I am a mother because it is easy. Truly.
The hardest job on earth, is the easiest it has ever been.
If I lived in any other time, or in any other place, I'm not sure what kind of a mother I would be, because I sure complain now.
I mean we all do right?
About how tired we are, how the kids are driving us crazy, about our bodies, our husbands, our homes. We moan and groan about our disappearing waistlines, sex-lives and brain cells. We laugh and cry with each other, joined in sisterhood over the woeful tales of never-ending laundry, peanut-butter smeared walls and droopy boobs.
Except that I have felt so chastened lately when I think of how easy I really have it.
I remember when I was pregnant with Kashton, and I knew I was going to have babies a year apart, and I wondered how I would survive. I remember talking to my grandmother about her own experience, because she, a typical 1940s Canadian Farm wife, had also had babies a year apart.
Except she also had another toddler already to care for, so would have three under three. And while there are lots of women who even today have found themselves in a similar situation, it's not even remotely similar in reality.
Because my grandma didn't go to the grocery store for bread and milk. Every single meal, and most of its components came from scratch or hours of labour. Milk was well... milked. Bread was baked weekly, along with pies and cookies. Vegetables grown. Fruit canned for jam and preserves. There was no McDonalds drive-thru if she was too tired to cook. No pizza delivery on Friday night.
Food aside, there were no such thing as disposable diapers or wipes, just cloth ones that my grandmother felt lucky enough to be able to put in an actual washing machine, never mind the fact that she had no dryer for three small children and two adults, and that the clothes, wet and laid out all over the house, took days to dry in the winter.
There were no all-night pharmacies for croupy babies. No 24-hour health lines for fever symptoms and worried mothers. No Google. No coffee playhouses filled with baby-wearing mama's in designer clothes sipping $5 lattes. No sympathetic Facebook Friends to lend an ear at 2 am when the baby has been up crying from teething pain. No Gymboree classes or swim lessons. No girls night out or romantic tropical getaways to reconnect with Dear Husband.
What she did have were endless and isolating Canadian prairie winters and hot dry summers in which to be alone most of the day with her children and an endless amount of work.
She barely remembers the infancy of any of her children. The days were a blur. She was bone-tired, never sleeping through the night with young babies, and facing the day's chores, which included tending to farm animals (even while in labour) before the sun had even come up. She also never complained.
She speaks now with regret and a tinge of jealousy at the way mothers these days seem to enjoy their babies.
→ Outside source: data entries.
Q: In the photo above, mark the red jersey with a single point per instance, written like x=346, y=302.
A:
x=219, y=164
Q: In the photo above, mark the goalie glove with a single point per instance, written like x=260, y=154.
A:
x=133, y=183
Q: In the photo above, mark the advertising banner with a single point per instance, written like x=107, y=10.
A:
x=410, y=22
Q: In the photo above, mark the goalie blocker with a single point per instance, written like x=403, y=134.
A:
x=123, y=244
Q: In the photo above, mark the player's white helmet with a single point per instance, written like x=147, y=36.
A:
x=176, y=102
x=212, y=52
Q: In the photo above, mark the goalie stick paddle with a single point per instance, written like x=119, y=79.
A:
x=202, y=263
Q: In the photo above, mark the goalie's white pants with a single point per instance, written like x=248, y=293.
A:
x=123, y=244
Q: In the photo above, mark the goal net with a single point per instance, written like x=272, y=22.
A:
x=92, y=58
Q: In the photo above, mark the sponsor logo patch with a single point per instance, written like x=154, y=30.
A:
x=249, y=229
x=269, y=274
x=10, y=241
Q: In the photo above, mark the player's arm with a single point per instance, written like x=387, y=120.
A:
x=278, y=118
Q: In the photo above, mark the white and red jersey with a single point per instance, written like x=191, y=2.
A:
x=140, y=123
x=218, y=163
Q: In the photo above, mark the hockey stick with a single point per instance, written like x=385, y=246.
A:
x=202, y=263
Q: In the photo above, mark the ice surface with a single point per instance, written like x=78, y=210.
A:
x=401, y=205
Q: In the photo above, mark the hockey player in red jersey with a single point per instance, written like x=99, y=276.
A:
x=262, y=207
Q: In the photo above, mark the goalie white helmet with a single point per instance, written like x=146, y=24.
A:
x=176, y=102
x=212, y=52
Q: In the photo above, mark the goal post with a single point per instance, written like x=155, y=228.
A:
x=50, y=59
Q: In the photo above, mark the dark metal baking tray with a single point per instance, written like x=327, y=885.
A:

But for all her busyness in their youth, it doesn't seem to have impacted the love her children feel for her in any way. My mom and her two sisters and brother revere their mom, and treasure her very openly. They must have had some innate sense, that this daily grind was truly done on their behalf. That their growing up fed and clothed and warm and clean was a true hallmark of self-sacrifice.
I have realized since, that what my Grandmother endured to raise her children, was not simply generational either. Women all over the world are still rising up to challenges in mothering that I cannot imagine, and will simply, never know.
Women who will never get to choose where or how they give birth. If it is with or without pain management. Women who will never even have control over their own reproduction, if they can have them at all, how many children they have or when they will have them. Women who will never just turn on a tap to bathe their infant, as many times a day as they wish, or to fill a bottle or pot or washing machine. Women who will never have to decide between breast or bottle, vaccinations or not, pre-school or playgroups, organic or jarred, because those choices are not even available to them.
And so, I realize that while I like to equate motherhood with sainthood that I am very far indeed from that pedestal. Of course I absolutely give credence to the real struggles mothers of even our time and clime come head to head with, but if I am honest, I am a mother because it's actually pretty easy. The scales are far more heavily tipped towards reward than they are to effort, and when I shut-up long enough to remember that, I am deeply, deeply grateful.